Clients engage tax advisers for different reasons. Some, fewer than you might imagine, want to find out how to pay as little tax as possible; some for advice on what to do in specific circumstances, such as a divorce or company sale. But the vast majority simply want somebody who can guide them through the complexities of the system and keep them out of trouble with HMRC.
But they all have one thing in common. They pay an adviser to act on their behalf. They don’t expect that their adviser will be acting on behalf of HMRC. Yet advisers are now going to be required by law to inform their clients, by individual letter or email, about the dangers of not declaring offshore income or gains using wording specified by HMRC. I can well imagine that some clients will be indignant that their adviser has spent time and money passing on what will be seen as HMRC propaganda.
Now I am not saying that the role of the adviser is to be antagonistic to HMRC. Far from it. In most cases it will be in the client’s interest for the adviser to work cooperatively with HMRC to resolve problems.

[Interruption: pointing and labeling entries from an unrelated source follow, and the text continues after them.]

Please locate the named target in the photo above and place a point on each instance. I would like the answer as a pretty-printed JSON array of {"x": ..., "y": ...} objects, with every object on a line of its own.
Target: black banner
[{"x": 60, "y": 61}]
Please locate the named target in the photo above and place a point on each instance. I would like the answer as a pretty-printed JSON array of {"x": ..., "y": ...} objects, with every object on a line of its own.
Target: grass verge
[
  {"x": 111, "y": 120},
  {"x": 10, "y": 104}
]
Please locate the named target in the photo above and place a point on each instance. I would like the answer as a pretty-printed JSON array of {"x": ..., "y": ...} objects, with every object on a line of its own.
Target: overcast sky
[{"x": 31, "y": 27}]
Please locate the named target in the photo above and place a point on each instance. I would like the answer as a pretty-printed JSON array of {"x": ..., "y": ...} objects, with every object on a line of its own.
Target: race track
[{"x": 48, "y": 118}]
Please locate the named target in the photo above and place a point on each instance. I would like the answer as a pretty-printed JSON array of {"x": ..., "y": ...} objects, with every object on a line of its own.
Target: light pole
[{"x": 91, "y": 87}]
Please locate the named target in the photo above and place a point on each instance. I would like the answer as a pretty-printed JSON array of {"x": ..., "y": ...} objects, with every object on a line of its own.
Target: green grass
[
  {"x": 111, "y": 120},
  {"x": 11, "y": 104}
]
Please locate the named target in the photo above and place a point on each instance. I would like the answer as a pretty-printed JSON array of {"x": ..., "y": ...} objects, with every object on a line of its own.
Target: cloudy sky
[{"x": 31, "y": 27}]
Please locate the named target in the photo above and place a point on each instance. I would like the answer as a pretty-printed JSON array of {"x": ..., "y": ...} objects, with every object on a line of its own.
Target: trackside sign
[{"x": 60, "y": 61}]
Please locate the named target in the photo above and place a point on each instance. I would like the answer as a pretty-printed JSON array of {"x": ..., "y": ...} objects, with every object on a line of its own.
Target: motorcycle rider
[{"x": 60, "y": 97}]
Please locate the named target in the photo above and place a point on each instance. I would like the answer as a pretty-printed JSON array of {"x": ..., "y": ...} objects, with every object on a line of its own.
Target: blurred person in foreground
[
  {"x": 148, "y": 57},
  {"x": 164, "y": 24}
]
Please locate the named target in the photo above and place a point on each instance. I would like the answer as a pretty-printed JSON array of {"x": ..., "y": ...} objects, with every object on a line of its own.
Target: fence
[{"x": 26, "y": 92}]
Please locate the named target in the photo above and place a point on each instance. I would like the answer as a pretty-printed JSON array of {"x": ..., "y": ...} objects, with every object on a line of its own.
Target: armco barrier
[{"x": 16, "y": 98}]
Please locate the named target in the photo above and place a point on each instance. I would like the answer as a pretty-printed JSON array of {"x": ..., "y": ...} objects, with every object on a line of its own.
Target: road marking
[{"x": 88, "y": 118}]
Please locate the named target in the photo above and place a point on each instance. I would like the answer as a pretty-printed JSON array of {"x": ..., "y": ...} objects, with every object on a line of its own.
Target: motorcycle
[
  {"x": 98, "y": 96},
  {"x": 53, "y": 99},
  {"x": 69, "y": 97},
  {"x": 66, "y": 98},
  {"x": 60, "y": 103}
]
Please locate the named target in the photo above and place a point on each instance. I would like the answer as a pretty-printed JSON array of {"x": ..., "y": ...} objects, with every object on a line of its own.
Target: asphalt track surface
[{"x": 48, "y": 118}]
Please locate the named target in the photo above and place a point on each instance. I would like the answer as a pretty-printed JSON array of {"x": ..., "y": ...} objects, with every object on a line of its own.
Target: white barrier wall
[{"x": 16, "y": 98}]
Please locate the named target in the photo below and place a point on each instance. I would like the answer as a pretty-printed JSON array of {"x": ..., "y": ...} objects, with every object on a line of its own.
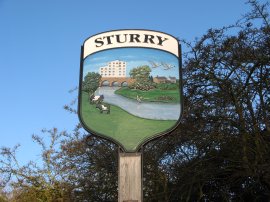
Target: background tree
[
  {"x": 219, "y": 152},
  {"x": 142, "y": 78}
]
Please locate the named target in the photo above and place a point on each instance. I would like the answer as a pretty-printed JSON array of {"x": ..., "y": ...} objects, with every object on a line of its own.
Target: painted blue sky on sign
[{"x": 134, "y": 57}]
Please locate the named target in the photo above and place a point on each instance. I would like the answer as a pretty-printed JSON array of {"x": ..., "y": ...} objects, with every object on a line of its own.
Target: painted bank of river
[{"x": 157, "y": 111}]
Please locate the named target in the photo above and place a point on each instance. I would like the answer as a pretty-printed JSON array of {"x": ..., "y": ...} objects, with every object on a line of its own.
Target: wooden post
[{"x": 130, "y": 177}]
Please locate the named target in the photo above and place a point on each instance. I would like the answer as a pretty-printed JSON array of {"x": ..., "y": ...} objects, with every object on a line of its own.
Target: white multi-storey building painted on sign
[{"x": 116, "y": 68}]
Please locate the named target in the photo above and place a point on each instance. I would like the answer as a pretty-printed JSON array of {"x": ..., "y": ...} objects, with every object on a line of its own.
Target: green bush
[{"x": 167, "y": 86}]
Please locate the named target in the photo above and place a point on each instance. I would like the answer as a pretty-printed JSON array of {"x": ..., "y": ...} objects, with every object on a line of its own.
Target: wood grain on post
[{"x": 130, "y": 177}]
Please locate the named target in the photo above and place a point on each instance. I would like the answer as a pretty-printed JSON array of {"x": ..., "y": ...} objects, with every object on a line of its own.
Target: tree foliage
[
  {"x": 142, "y": 78},
  {"x": 219, "y": 152},
  {"x": 91, "y": 82}
]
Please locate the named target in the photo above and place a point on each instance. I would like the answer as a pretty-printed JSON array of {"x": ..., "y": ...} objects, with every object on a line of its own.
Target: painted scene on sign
[{"x": 130, "y": 94}]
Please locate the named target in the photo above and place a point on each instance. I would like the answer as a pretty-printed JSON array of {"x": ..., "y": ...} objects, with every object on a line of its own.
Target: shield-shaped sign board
[{"x": 130, "y": 86}]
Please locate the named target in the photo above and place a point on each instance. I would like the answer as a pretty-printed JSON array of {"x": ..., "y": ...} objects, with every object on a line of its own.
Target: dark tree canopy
[{"x": 219, "y": 152}]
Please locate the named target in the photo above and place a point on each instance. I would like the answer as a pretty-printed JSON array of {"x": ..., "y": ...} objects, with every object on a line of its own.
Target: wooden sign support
[{"x": 130, "y": 177}]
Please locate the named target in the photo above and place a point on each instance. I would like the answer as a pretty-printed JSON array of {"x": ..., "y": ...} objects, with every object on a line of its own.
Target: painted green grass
[
  {"x": 127, "y": 129},
  {"x": 151, "y": 95}
]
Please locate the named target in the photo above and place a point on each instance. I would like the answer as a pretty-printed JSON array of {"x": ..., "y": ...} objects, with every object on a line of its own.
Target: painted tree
[
  {"x": 91, "y": 82},
  {"x": 141, "y": 75}
]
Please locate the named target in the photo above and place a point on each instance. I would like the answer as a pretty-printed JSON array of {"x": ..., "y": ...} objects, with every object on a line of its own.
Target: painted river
[{"x": 149, "y": 110}]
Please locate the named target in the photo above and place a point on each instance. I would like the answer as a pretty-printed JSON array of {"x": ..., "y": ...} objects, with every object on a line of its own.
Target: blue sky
[
  {"x": 40, "y": 52},
  {"x": 134, "y": 57}
]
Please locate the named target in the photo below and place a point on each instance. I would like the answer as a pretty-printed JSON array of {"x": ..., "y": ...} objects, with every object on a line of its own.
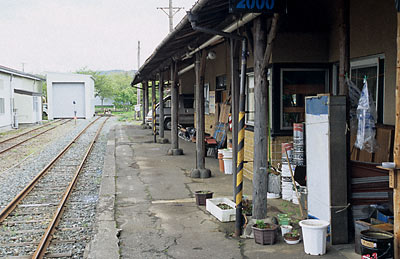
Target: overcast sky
[{"x": 66, "y": 35}]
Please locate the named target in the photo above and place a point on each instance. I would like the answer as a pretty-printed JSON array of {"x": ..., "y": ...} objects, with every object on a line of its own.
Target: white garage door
[{"x": 64, "y": 96}]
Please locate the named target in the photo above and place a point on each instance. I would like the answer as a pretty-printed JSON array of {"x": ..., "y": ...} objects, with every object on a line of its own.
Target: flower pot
[
  {"x": 291, "y": 240},
  {"x": 201, "y": 197},
  {"x": 283, "y": 219},
  {"x": 285, "y": 229},
  {"x": 265, "y": 236}
]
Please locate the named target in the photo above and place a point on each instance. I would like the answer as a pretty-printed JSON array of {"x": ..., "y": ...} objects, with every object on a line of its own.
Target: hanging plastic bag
[
  {"x": 366, "y": 115},
  {"x": 354, "y": 96},
  {"x": 274, "y": 183}
]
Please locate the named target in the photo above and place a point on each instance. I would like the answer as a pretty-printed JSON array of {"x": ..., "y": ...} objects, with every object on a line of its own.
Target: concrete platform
[{"x": 147, "y": 207}]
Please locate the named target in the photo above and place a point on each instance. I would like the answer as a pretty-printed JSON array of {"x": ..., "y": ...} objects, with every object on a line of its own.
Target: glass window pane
[
  {"x": 296, "y": 85},
  {"x": 358, "y": 74},
  {"x": 250, "y": 102}
]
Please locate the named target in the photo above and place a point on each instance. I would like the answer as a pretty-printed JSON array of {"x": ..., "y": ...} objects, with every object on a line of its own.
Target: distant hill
[{"x": 116, "y": 71}]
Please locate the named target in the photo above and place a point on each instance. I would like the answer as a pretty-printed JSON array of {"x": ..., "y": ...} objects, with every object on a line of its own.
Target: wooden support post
[
  {"x": 396, "y": 156},
  {"x": 174, "y": 112},
  {"x": 161, "y": 106},
  {"x": 146, "y": 97},
  {"x": 144, "y": 84},
  {"x": 344, "y": 45},
  {"x": 200, "y": 134},
  {"x": 153, "y": 102},
  {"x": 235, "y": 88},
  {"x": 260, "y": 164},
  {"x": 262, "y": 54}
]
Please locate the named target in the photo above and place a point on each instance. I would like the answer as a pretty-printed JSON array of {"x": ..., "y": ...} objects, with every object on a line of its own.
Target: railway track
[
  {"x": 15, "y": 141},
  {"x": 28, "y": 223}
]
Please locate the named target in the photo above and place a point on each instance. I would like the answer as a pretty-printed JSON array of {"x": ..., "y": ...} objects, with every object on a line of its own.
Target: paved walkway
[{"x": 147, "y": 208}]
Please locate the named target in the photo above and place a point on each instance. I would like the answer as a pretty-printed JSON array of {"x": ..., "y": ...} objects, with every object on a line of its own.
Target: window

Similarly I have no problem in warning clients about the importance of ensuring that all income and gains are reported. Indeed I would be derelict in my duty if I did not do so. But there is a world of difference between that and me being forced to pass on messages from HMRC. If HMRC want particular messages to be conveyed to taxpayers then they should do it directly.
You may think I am making a fuss about this – after all what is wrong with reinforcing the message about the need to declare offshore income? But where does it stop? Agents are not creatures of the state: neither are they neutral intermediaries between the client and HMRC. The role of the agent is to act in the best interest of his or her client. He who pays the piper calls the tune.